Visually understanding your site structure and external link weight impact

Looking for insights not easily gleaned through spreadsheets and raw data? Columnist Dave Davies explains how to use Gephi, a data visualization tool, to create a visual representation of your site structure with regard to inbound link strength.

Chat with SearchBot

Gephi Davies SEL 1200

They say a picture is worth a thousand words — and wow, are they correct!

Today, I’m going to illustrate powerful ways to visualize your site structure, specifically as it relates to pages that acquire incoming links; however, we’ll also discuss other applications of this technique using analytics metrics or other third-party data.

There are a number of reasons you would want to do this, among them to provide a visual context to data. As we will see below, visual representations of data can assist in quickly identifying patterns in site structures that may not be evident when viewed as a spreadsheet or as raw data. You can also use these visuals to explain to clients and other stakeholders what’s going on in a site structure.

To build a visual representation of our site structure as it relates to incoming links, we will be:

  • running Screaming Frog to gather internal page data and link structure.
  • adding the number of backlinks each page has to the page’s metrics.
  • using Gephi to create a visual representation of this data.

For those unfamiliar with Gephi, it’s an open-source data visualization tool — basically, it turns data into an interactive picture.

Getting your core data

Regardless of whether you want to visualize your site structure relative to your site traffic or another metric, the process is essentially the same. So, let’s begin by…

Collecting your internal link structure

The first step is to download Screaming Frog if you don’t already have it installed. For sites under 500 URLs, the free version will suffice; those with larger sites may want to purchase the premium version, though they can still use the free version to get some rough ideas of what their site structure is doing.

Now, use Screaming Frog to crawl the site you want to map. You don’t need to collect the images, CSS, JavaScript and so on, so the spider configuration should look like the screen shot below. (However, you will want to make your own decisions about whether you want to crawl subdomains and so on, based on your needs and site structure.)

Screaming Frog

Enter the domain  you want to check and click “Start.” Once the crawl is completed, it’s time to export the data and clean it up a bit. To do this, simply go to:

Bulk Export > Response Codes > Success (2xx) Inlinks

Once downloaded, open the file and do the following:

  • Delete the first row containing “All Inlinks.”
  • Delete the first column, “Type.”
  • Rename the “Destination” column “Target.”
  • Delete all other columns besides “Source” and “Target.”
  • Save the edited file. You can name it whatever you’d like, but I will be referring to mine throughout the article as working.csv.

Clean up Screaming Frog data in Excel

I highly recommend scanning through your Source and Target columns to look for anomalies. For example, the site I crawled for the screen shots below contained anchor links on a large number of pages. I did a quick search for the hashtag in the Target column and deleted those so they didn’t skew my link flow information.

With this, we are left with a spreadsheet that should look something like this:

Start Spreadsheet

This data alone can be pretty cool to analyze — and to that end, I recommend reading Patrick Stox’s article, “Easy visualizations of PageRank and Page Groups with Gephi.”

In his article, Stox used Gephi to visualize the relationships between pages on a website and to see which pages are the strongest (based on the site’s internal link graph).

Gephi Modularity

You can read his article for directions and a description, but in short, what we’re seeing is different “clusters” of pages (based on which pages link together most often — not perfect but not bad), grouped by color and sized by internal links (with the most linked-to pages appearing larger).

This information is handy, to be sure. But what if we want more? What if we want to truly color the pages based on their site section, and what if we want them sized by the number of inbound external links?
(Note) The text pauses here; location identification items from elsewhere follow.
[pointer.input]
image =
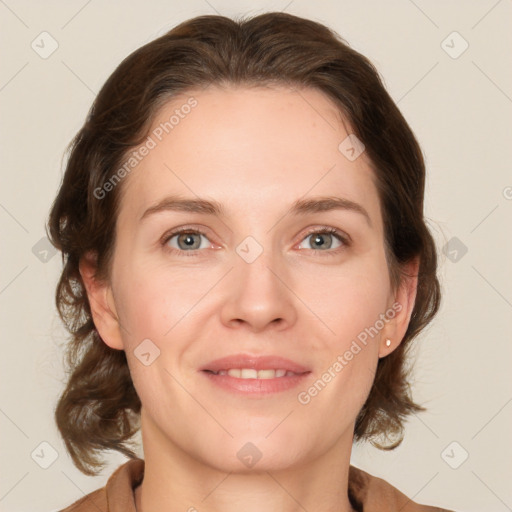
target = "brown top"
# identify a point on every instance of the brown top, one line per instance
(374, 494)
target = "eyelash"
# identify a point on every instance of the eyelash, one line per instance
(344, 239)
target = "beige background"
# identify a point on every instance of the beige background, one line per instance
(460, 109)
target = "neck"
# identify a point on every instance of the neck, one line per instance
(176, 482)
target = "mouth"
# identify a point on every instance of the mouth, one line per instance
(255, 375)
(251, 373)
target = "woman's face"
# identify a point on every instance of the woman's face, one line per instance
(249, 281)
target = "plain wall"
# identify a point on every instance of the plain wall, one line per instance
(460, 110)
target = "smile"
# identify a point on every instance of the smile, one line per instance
(251, 373)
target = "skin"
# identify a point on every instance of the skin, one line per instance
(255, 151)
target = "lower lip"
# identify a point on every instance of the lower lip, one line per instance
(255, 386)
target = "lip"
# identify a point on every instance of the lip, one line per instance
(254, 387)
(256, 362)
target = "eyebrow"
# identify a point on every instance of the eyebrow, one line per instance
(299, 207)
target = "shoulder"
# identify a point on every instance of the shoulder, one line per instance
(377, 495)
(117, 494)
(95, 501)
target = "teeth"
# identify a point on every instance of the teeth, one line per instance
(251, 373)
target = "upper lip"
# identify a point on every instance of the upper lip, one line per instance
(255, 362)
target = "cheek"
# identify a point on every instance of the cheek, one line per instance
(351, 299)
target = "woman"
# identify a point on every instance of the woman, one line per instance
(246, 263)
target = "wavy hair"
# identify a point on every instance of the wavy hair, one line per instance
(99, 409)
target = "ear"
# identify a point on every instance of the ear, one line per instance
(102, 304)
(402, 303)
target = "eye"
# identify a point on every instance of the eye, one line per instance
(186, 240)
(326, 239)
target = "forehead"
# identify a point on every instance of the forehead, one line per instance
(247, 148)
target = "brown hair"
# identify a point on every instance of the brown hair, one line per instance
(100, 409)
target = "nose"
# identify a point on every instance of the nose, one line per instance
(258, 296)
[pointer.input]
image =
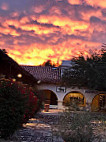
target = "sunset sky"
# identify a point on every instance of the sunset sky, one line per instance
(33, 31)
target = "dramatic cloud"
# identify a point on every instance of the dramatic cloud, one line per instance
(35, 31)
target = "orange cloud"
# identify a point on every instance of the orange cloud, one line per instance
(74, 1)
(4, 6)
(100, 3)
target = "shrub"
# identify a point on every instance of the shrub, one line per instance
(17, 105)
(76, 127)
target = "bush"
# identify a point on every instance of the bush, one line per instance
(77, 126)
(17, 105)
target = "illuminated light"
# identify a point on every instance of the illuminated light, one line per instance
(39, 81)
(19, 75)
(14, 79)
To achieve this, you’ll first need to download your top linked pages from Google Search Console. If you haven’t done that before, you simply log in to your Search Console account and do the following:

  • Click “Search Traffic” in the left nav.
  • Click “Links to Your Site” in the menu that opens.
  • Click “More >>” under the column “Your most linked content.”
  • And “Download this table.”

The only problem with the data as it’s downloaded is that for our purposes, we need the URLs in the form of a domain, and the table only displays the path.  To deal with this easily, you can simply:

  • Open the spreadsheet.
  • Insert a new column A before the URL path.
  • Put your domain https://www.yourdomain.com/ in cell A3 (assuming B2 contains your domain which oddly is the only URL to display fully) so that you don’t create https://www.yourdomain.com/https://www.yourdomain.com/.
  • Double-click the bottom-right corner of the cell with your recently added domain to copy the domain to the bottom of the spreadsheet.
  • Select the data from columns A and B (the domain and the path) and copy it to Notepad.
  • Find and Replace “/ /” with “/” (excluding quotes).
  • Select all in the Notepad.
  • Past that into column B and delete column A.
  • Now you have the same list but with the full URL.

Getting the data into Gephi

Here, we’ll be uploading the Source/Target CSV file we created earlier and named working.csv. This will create the edges and nodes Gephi needs to create the graphs. (For our purposes here, a node is a page, and an edge represents the link between pages.) To import the spreadsheet, simply open Gephi and go to: File > Import spreadsheet.

A new window will open where you will select your working.csv file and select “Edges table” (since we’re importing the connections between the pages). It will look like:

Import edges into Gephi

In the next screen, you’ll be shown a couple of options (very limited in this example). Simply make sure the “Create missing nodes” box is checked, and click next.

Import edges into Gephi

Assuming it opens to the Overview tab (which it should on first use), you’ll be presented with something that looks like:

Gephi imported

A bit messy, and we’re not going to clean it up yet. First, we’re going to head over to the Data Laboratory and export the Nodes (read: pages).

Gephi Data Laboratory

Once in the Data Laboratory, make sure you’re looking at the Nodes by clicking the Nodes button near the top left. Once there, simply export the table so you have a csv of all your nodes.

When you open the csv, it should have the following columns:

  • Id
  • Label
  • Timeset

You’ll add a fourth column named after whichever metric you want to pull in. Here, I’m going to pull in the referring domains as reported in the Search Console, so I will label the fourth column (D) “referring domains.” The fifth will be “modularity_class.”

You’ll want to temporarily add a second sheet to the spreadsheet and name it “search console.”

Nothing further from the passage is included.